Esse Minseok não fazia o tipo que chorava na frente de alguém, ainda mais alguém como ele. Um monstro como Kim Jongdae.

— Por que o fez participar disso? — Junmyeon perguntou. — Se você queria a liderança, deveria ter duelado comigo como um alfa de verdade, em vez de colocar uma pessoa inocente no meio das suas artimanhas.

— Eu não ganharia de você em um duelo — Jongdae disse e os irmãos o fitaram. — mas sabia que se soubesse como Kyungsoo corria perigo, então entregaria a liderança em um estalar de dedos.

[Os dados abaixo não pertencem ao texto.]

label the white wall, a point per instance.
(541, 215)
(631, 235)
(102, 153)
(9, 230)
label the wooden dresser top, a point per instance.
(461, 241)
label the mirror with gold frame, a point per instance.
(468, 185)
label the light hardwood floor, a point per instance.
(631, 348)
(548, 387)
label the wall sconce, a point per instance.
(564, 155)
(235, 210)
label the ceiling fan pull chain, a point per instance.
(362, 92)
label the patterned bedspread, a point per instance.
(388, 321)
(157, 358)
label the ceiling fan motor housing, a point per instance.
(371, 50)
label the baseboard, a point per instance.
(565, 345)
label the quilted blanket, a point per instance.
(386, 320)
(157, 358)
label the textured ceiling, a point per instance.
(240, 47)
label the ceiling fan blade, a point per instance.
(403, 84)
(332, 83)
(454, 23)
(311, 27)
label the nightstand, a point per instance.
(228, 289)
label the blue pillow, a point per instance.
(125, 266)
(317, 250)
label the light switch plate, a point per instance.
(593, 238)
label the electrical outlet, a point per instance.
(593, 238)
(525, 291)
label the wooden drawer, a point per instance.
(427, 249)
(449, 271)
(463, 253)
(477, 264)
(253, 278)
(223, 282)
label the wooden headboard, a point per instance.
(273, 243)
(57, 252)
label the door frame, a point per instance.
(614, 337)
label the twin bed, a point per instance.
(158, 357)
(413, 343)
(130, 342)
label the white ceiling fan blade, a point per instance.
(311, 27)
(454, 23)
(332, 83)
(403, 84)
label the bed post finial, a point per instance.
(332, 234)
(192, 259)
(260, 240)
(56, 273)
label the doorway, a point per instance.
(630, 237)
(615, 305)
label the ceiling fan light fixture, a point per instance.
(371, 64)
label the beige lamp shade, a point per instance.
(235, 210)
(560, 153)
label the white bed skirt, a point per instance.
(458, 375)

Junmyeon não hesitou em ir em direção ao alfa, rápido assim as mãos se fecharam envolta do pescoço do alfa, apertando tão forte que Jongdae sentiu o ar faltar imediatamente. A cadeira virou e Junmyeon caiu sobre seu corpo. Ergueu as mãos e tentou empurra-lo ao mesmo tempo que Minseok tentava tirar o irmão de cima de si. E como não conseguia, porque o Kim sempre teria mais força por ser um alfa, o ômega mordeu-lhe o braço, fazendo o aperto fraquejar e só então empurra-lo para longe.

— Vai mata-lo desse jeito! — o ômega esbravejou para o mais velho.

— Era o que eu deveria fazer! — Junmyeon gritou de volta, usando a voz ativa de alfa sem perceber, mas Minseok não se encolheu diante disso.

No chão, Jongdae rolou para ficar de peito para baixo enquanto tossia e puxava o ar de jeito sôfrego. Ele tentou levantar-se, mas estava fraco devido ao recente ataque, os braços não estavam firmes o suficiente, por isso caiu de volta no chão. Com certeza, Junmyeon ia mata-lo se continuasse a ataca-lo daquela maneira e se dar conta disso, fez Jongdae agradecer por Minseok estar ali, porque se não fosse o ômega, já estaria morto há muito tempo. No entanto, não era isso que merecia? Havia cometido tantos crimes, quebrado tantas regras, enganado tantas pessoas boas... Não era certo que recebesse a pena de morte que Junmyeon oferecia? Pois, não passava de um monstro. Tudo que ele tocava se desfazia, ia embora, se quebrava.

Era só olhar para Minseok, para tudo o que tinha feito com aquele garoto. Céus! Nem ao menos conseguia se perdoar, então porque esperava que Junmyeon ou qualquer Kim o fizesse? Era mais fácil a morte, quem sabe morto todos pudessem ter suas vidas em paz e então, ele mesmo poderia ter um pouco e aí não poderia pensar no real problema.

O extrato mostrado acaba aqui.